Vasıf Kortun: … “her sanat eserinin, yaratıcı kaynak ortamından çıktıktan sonra, yaratıcının deneyimi tarafından tanımlanan ‘köken’ ile izleyicinin deneyimi tarafından tanımlanan ‘varış noktası’ arasındaki bir boşlukta sonsuza dek konumlandığı” konusunda seninle aynı fikirdeyim. Ancak belli bir Batılı, kurumsal sanat tarihi mirasını terk ettiğimizde, bu argüman kendini geçersiz kılabilir. Sanırım tartışmanın özü de bu. Bu mirasın ötesindekileri ve içindekileri aynı habitusun parçası olarak tasvir edebilir miyiz? Benim için cevap basit, hayır! MET’in yeni sergisinin başarısız olduğu yer burası, “Family of Man” [İnsanlık Ailesi][10] ya da “Magiciens de la Terre” [Yeryüzü Büyücüleri][11] gibi sergilerin başarısız olduğu yer de burası.Allan Sekula “The Traffic in Photographs” [Fotoğraflarda Trafik] başlıklı yazısında[12] “Family of Man” sergisini çok iyi okur.
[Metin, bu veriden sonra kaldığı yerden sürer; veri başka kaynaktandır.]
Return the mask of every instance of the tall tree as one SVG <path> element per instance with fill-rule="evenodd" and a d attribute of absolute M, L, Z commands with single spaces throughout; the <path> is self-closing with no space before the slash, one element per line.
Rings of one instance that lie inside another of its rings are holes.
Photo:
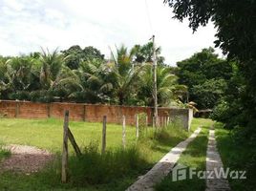
<path fill-rule="evenodd" d="M 99 50 L 92 46 L 81 49 L 80 46 L 75 45 L 68 50 L 61 51 L 61 53 L 67 57 L 65 60 L 66 65 L 72 70 L 78 69 L 80 63 L 88 59 L 104 59 L 104 54 L 101 54 Z"/>
<path fill-rule="evenodd" d="M 229 59 L 239 61 L 245 76 L 245 89 L 239 97 L 243 107 L 238 115 L 245 117 L 243 126 L 253 126 L 256 118 L 256 2 L 212 0 L 164 0 L 173 9 L 175 18 L 188 18 L 189 27 L 195 32 L 200 26 L 212 21 L 217 28 L 215 44 Z"/>
<path fill-rule="evenodd" d="M 232 64 L 218 58 L 214 49 L 208 48 L 177 65 L 179 82 L 188 87 L 189 99 L 200 109 L 212 109 L 224 95 L 225 81 L 232 75 Z"/>
<path fill-rule="evenodd" d="M 158 102 L 160 106 L 170 106 L 172 102 L 182 96 L 187 91 L 186 86 L 179 85 L 177 76 L 171 74 L 168 67 L 158 67 L 157 71 Z M 144 67 L 141 82 L 138 93 L 139 99 L 144 105 L 154 106 L 153 68 L 151 64 Z"/>

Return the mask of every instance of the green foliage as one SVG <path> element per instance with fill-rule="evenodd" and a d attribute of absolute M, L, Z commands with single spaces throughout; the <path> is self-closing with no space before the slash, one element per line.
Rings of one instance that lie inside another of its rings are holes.
<path fill-rule="evenodd" d="M 193 86 L 191 93 L 197 96 L 197 102 L 200 106 L 213 108 L 218 100 L 224 96 L 225 89 L 224 79 L 209 79 L 203 84 Z"/>
<path fill-rule="evenodd" d="M 256 118 L 256 20 L 251 16 L 256 11 L 256 2 L 165 0 L 164 3 L 173 8 L 175 18 L 180 21 L 188 18 L 194 32 L 209 20 L 214 23 L 217 28 L 215 45 L 229 60 L 238 62 L 240 74 L 231 80 L 232 88 L 224 97 L 228 103 L 225 114 L 229 112 L 229 118 L 225 115 L 222 119 L 232 128 L 235 125 L 248 127 Z"/>
<path fill-rule="evenodd" d="M 190 99 L 198 108 L 212 109 L 224 96 L 232 75 L 232 63 L 218 58 L 214 49 L 203 49 L 177 63 L 179 82 L 188 86 Z"/>
<path fill-rule="evenodd" d="M 11 152 L 4 147 L 4 143 L 2 140 L 0 141 L 0 162 L 2 159 L 9 158 L 11 156 Z"/>
<path fill-rule="evenodd" d="M 248 128 L 237 127 L 234 130 L 224 130 L 222 123 L 215 125 L 217 146 L 224 167 L 229 167 L 230 171 L 246 171 L 245 180 L 228 180 L 232 190 L 253 190 L 256 187 L 254 125 L 255 121 Z"/>
<path fill-rule="evenodd" d="M 38 102 L 74 101 L 119 105 L 153 105 L 152 43 L 112 51 L 107 62 L 94 47 L 73 46 L 0 59 L 0 97 Z M 143 56 L 140 63 L 139 54 Z M 160 48 L 159 63 L 163 62 Z M 161 61 L 160 61 L 161 60 Z M 186 89 L 177 84 L 171 68 L 158 70 L 160 106 L 178 100 Z M 142 91 L 140 91 L 142 89 Z"/>
<path fill-rule="evenodd" d="M 110 183 L 143 172 L 148 166 L 146 159 L 136 146 L 98 153 L 96 144 L 85 147 L 81 157 L 70 159 L 71 182 L 75 186 Z"/>
<path fill-rule="evenodd" d="M 195 119 L 192 126 L 196 128 L 203 122 L 205 124 L 206 120 Z M 60 181 L 59 155 L 62 125 L 62 120 L 53 118 L 0 120 L 0 138 L 5 143 L 30 144 L 55 154 L 55 160 L 43 171 L 26 176 L 1 172 L 0 190 L 125 190 L 172 147 L 189 136 L 180 126 L 169 126 L 157 133 L 149 127 L 147 134 L 137 141 L 135 128 L 127 126 L 127 148 L 122 149 L 121 126 L 109 124 L 107 150 L 101 155 L 97 142 L 101 139 L 102 124 L 71 121 L 70 128 L 75 140 L 84 149 L 80 158 L 75 156 L 73 149 L 69 150 L 70 177 L 68 183 L 63 184 Z"/>
<path fill-rule="evenodd" d="M 78 69 L 82 61 L 104 59 L 104 55 L 101 54 L 97 49 L 92 46 L 85 47 L 82 50 L 80 46 L 75 45 L 70 47 L 68 50 L 61 51 L 61 53 L 64 54 L 64 56 L 67 56 L 65 63 L 72 70 Z"/>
Soğuk Savaş liberalizminin ve antikomünizmin sinsi çığırtkanlığını yapan Amerikan müzelerinin rolü bir kenara, serginin adından da anlaşılabileceği gibi, dünyanın tarihinin sadece küçük bir kısmına hitap eden nükleer aile gibi kavramların evrenselleştirildiğini izleriz. Burada tartışmadığımız ama iyi bildiğimiz bir konu, kurum ideolojisine yön veren arka plan. MET’in bu sergisine yön veren arka planı da biliyoruz, bu konuyu eşelemek tatsız olacak, geçelim.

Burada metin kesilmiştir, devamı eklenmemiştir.